Most importantly, Russell does not waste much ink discussing issues of habitat destruction or species extinction. We know about that already. Instead she focuses on the magic, the color, and the life. The lepidopterists out there might quibble with the science (the author is more of an MFA than a PhD) but I odn't know about that. It is getting on evening and I am going to grab a six-pack and my camera and go out in the hills looking for butterflies.

Rating: 5
Summary: A Lyrical Exploration
Comment: This lyrical exploration of butterflies has an amazing range. The author's depth and breadth of research is equaled by her ability to sweep us into a very special world, the world of those who are obsessed with butterflies. Butterfly biology and ecology, the focus of this book, are clearly presented in beautiful language. The details of butterfly anatomy and behavior are sometimes bizarre and always interesting.

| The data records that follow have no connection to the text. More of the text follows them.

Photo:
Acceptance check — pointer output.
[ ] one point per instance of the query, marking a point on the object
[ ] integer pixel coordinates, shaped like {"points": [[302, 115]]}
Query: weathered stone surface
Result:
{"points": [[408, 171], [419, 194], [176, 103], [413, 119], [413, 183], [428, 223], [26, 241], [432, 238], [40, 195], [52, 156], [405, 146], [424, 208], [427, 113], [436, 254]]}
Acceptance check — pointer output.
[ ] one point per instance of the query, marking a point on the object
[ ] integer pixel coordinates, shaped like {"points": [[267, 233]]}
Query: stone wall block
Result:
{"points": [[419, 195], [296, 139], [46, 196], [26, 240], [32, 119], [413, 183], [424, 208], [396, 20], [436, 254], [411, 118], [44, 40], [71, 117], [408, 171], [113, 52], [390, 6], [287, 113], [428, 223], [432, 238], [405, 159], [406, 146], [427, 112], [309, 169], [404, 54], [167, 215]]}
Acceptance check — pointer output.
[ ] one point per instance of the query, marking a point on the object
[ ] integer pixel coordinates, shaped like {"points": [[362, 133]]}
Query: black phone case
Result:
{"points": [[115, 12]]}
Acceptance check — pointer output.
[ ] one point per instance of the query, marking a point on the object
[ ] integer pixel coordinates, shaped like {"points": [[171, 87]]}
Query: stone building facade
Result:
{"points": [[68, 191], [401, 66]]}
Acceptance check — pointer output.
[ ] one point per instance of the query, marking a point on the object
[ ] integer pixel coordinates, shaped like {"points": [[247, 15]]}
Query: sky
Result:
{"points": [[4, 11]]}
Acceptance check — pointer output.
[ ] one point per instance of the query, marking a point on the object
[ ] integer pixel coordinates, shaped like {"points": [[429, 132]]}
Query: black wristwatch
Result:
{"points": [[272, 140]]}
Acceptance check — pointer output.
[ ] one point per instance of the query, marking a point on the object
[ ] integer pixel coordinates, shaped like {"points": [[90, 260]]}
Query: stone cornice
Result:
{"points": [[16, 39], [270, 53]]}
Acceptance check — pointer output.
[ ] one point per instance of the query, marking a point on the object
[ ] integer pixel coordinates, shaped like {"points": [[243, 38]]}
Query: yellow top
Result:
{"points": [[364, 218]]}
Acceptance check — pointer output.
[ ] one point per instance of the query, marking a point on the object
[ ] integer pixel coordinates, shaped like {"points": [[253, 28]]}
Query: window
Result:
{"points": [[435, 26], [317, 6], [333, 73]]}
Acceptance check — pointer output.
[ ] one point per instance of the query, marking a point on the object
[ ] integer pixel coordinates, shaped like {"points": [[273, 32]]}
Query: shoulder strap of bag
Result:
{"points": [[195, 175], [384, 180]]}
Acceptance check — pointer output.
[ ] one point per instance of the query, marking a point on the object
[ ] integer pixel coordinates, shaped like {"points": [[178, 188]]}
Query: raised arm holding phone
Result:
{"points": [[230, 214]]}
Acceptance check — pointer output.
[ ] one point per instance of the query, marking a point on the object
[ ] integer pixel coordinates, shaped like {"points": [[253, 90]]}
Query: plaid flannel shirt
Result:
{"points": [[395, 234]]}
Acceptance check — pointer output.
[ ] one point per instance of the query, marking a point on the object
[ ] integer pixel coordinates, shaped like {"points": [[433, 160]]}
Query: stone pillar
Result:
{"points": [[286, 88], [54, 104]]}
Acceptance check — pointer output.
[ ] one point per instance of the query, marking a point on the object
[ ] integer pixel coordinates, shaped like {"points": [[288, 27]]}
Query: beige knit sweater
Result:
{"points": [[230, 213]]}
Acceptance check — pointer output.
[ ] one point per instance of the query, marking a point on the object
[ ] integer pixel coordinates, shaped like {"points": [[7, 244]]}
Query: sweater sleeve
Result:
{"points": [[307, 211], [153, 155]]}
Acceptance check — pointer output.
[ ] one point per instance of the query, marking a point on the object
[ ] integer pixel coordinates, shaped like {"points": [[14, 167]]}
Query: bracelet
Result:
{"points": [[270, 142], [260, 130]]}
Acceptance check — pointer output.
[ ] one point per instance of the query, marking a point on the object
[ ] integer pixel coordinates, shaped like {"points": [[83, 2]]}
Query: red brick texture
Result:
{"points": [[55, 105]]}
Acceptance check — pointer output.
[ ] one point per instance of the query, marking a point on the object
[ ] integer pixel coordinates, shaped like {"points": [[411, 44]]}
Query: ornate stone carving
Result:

The author adds depth to the book by including the human view of butterflies. Her profiles of contemporary and historical scientists and ordinary people who have been obsessed with butterflies are riveting. (Some of the people are as peculiar as the insects!) She includes the incredible variety of meanings that societies have assigned to butterflies and moths. I had a hard time putting down this unusual blend of science, biography and mythology.